1) Single Leg Leg Press – I apologize now if I state the obvious features of this exercise:  The biggest mistake I see people making when doing the leg press is they have the seat to far back to get a full range of motion, so they only end up getting half the movement they could be getting which leaves the glutes hardly used at all.  So put your big kid pants on get the seat into a position that feels way to close and press it out!  Secondly, keep your foot high, you want your knee and ankle to be in parallel alignment, if your knee comes over your toe you are just asking for knee problems.  Thirdly, ALWAYS press through your heel!!  Do I need to say that again?  ALWAYS press through your heel.  Not only does it ensure proper form through the entire motion but it will also keep your glutes firing which will keep them growing.

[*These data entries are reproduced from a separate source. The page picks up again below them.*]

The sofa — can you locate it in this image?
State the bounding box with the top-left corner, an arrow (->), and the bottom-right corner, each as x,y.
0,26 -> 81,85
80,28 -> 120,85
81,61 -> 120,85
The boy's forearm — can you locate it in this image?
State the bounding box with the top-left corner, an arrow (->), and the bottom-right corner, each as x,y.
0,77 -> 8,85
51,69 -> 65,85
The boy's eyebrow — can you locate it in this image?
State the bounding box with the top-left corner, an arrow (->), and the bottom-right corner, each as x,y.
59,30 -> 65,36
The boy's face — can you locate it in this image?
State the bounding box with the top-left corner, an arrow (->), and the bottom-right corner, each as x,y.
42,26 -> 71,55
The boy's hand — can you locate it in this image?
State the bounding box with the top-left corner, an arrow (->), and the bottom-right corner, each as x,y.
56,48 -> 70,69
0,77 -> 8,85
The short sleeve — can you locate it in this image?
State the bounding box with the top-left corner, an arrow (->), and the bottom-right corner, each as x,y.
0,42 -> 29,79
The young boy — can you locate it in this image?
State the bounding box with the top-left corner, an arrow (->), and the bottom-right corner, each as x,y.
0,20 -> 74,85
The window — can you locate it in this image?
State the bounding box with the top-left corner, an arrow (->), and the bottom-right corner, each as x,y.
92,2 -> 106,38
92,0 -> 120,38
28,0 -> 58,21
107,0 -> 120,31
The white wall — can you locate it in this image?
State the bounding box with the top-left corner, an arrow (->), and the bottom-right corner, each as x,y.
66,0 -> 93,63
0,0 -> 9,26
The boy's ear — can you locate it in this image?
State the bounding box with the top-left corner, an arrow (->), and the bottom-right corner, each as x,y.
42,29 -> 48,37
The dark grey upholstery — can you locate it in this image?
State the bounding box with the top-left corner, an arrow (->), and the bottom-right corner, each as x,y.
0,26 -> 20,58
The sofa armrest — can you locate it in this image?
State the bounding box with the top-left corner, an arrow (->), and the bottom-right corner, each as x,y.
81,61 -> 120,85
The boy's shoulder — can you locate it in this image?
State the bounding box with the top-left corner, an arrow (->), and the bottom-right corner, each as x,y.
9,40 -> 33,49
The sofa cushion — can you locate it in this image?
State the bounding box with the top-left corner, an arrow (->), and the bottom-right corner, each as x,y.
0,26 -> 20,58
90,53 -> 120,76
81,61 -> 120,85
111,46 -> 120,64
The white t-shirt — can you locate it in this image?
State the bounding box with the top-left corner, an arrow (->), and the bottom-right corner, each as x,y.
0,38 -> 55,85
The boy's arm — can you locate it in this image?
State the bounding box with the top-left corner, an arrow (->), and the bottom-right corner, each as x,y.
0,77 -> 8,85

2) Assisted Chin Up Press Down – Again, no brilliant obscure naming for this one it’s exactly what it says.  This is my FAVORITE exercise for my booty I can get a great range of motion that hits every part of my glute and burns like cray cray.   A few tips for this one, keep your heel off of the pad or bar and drive your heel down. This helps to target your every part of your glute and give it a nice lift.  Then when you are controlling the weight back up, let the bar or pad come all the way up until its almost resting in it’s start position, don’t be lazy with this and cut the movement short it’ll make the biggest difference in the long run.

3) Bulgarian Split Squats – These make me hurt so good!  In case you are not familiar, it’s a lunge position with your back leg rested on a bench or box behind you.  However the variation I will suggest to you is bending your foot that is resting on the bench into a 90 degree angle.  This allows you to get a little deeper and hit the top part of your glute.  It’ll change your life!

4) Smith Squats – I love how deep I can get on the smith machine and maintain proper form through out the whole movement.  For me personally traditional squats bother my lower back because I have tight hips (I need to stretch more) so this is a way for me to get the same benefit from squats without irritating my back.

5) Smith Stiff Leg Deadlift – I love these because I can modify the movement to maximize my booty muscles.  When doing these, I lower the weight pushing my hips back so that I can rock back on my heels which allows me to bring the weight back up by pressing my hips into the bar.   It’s almost all glute and its all amazing.

Good luck and I would love to know what you think about these exercises!